OPEC’s crude oil production rose by 120,000 barrels per day (bpd) in September from August – the second monthly increase in a row – as higher output in Iran and Nigeria offset the Saudi cuts, the monthly Reuters survey showed on Monday.
All OPEC members produced 27.73 million bpd in September, as Nigeria and Iran boosted production the most, according to the survey based on vessel-tracking data, consultants, and sources at OPEC and oil firms.
Nigeria, which has been lagging behind its quota in the OPEC+ deal, increased its oil production by 110,000 bpd in the absence of major disruptions to exports, the survey found.
Iran, exempted from the OPEC+ cuts due to the U.S. sanctions, saw the second-largest increase in oil output within OPEC and is estimated to have pumped 3.15 million bpd in September—the highest since 2018.
In the middle of August, a senior Iranian government official was quoted as saying that crude oil exports from Iran had gone up to 1.4 million bpd.
Separately, the head of the National Iranian Oil Company has said there were plans to boost oil production to 3.5 million bpd by the end of September.
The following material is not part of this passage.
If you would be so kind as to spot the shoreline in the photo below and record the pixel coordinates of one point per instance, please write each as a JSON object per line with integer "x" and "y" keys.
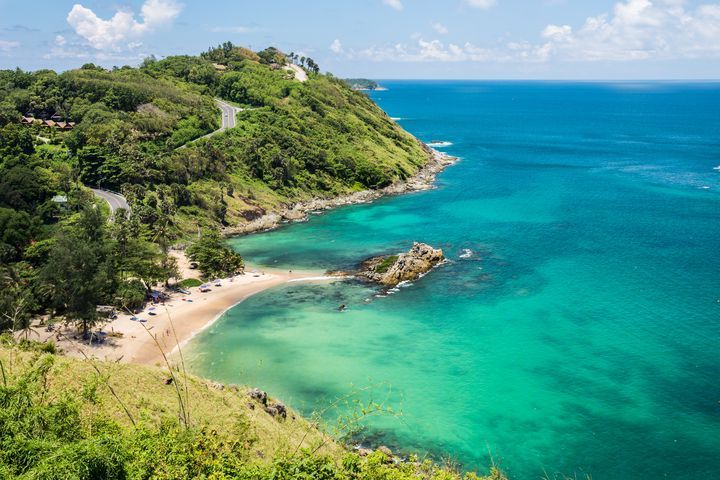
{"x": 182, "y": 317}
{"x": 423, "y": 179}
{"x": 175, "y": 322}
The rises in Nigerian and Iranian production offset a large part of the cuts from Saudi Arabia, which is estimated to have kept its oil output in line with the pledge to pump around 9 million bpd in September, the Reuters survey found.
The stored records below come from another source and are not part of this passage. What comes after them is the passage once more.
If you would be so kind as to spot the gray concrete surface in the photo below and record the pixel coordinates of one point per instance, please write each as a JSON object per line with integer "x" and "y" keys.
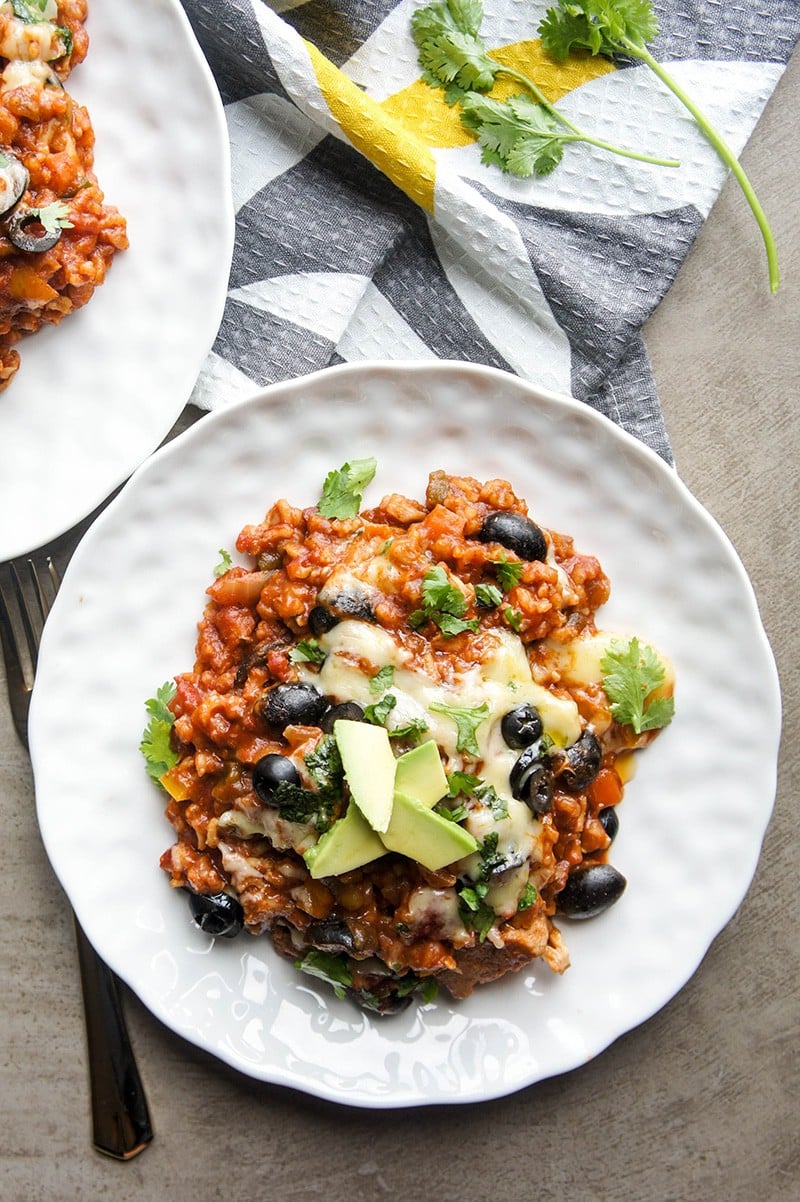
{"x": 697, "y": 1105}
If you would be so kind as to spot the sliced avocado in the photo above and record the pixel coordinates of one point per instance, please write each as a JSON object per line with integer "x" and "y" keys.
{"x": 419, "y": 774}
{"x": 369, "y": 767}
{"x": 348, "y": 844}
{"x": 421, "y": 834}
September was the second consecutive month in which OPEC’s crude oil production increased, after a 113,000 bpd rise to 27.45 million bpd in August.
Official OPEC figures for the September production are due out on October 12 in the Monthly Oil Market Report.
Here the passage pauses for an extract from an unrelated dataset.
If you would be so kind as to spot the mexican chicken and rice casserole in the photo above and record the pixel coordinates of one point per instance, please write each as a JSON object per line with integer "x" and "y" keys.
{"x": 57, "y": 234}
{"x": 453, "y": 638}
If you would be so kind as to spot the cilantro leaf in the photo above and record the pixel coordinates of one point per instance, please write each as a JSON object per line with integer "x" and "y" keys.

This week, on October 4, the Joint Ministerial Monitoring Committee (JMMC) of the OPEC+ group is meeting to take stock of the oil market developments in recent weeks.
Saudi Arabia has extended its extra 1 million bpd cut until the end of the year, but some analysts have said that the Kingdom could begin easing the cut sooner than oil market participants believe as the world’s top crude oil exporter wouldn’t risk demand destruction through too high prices.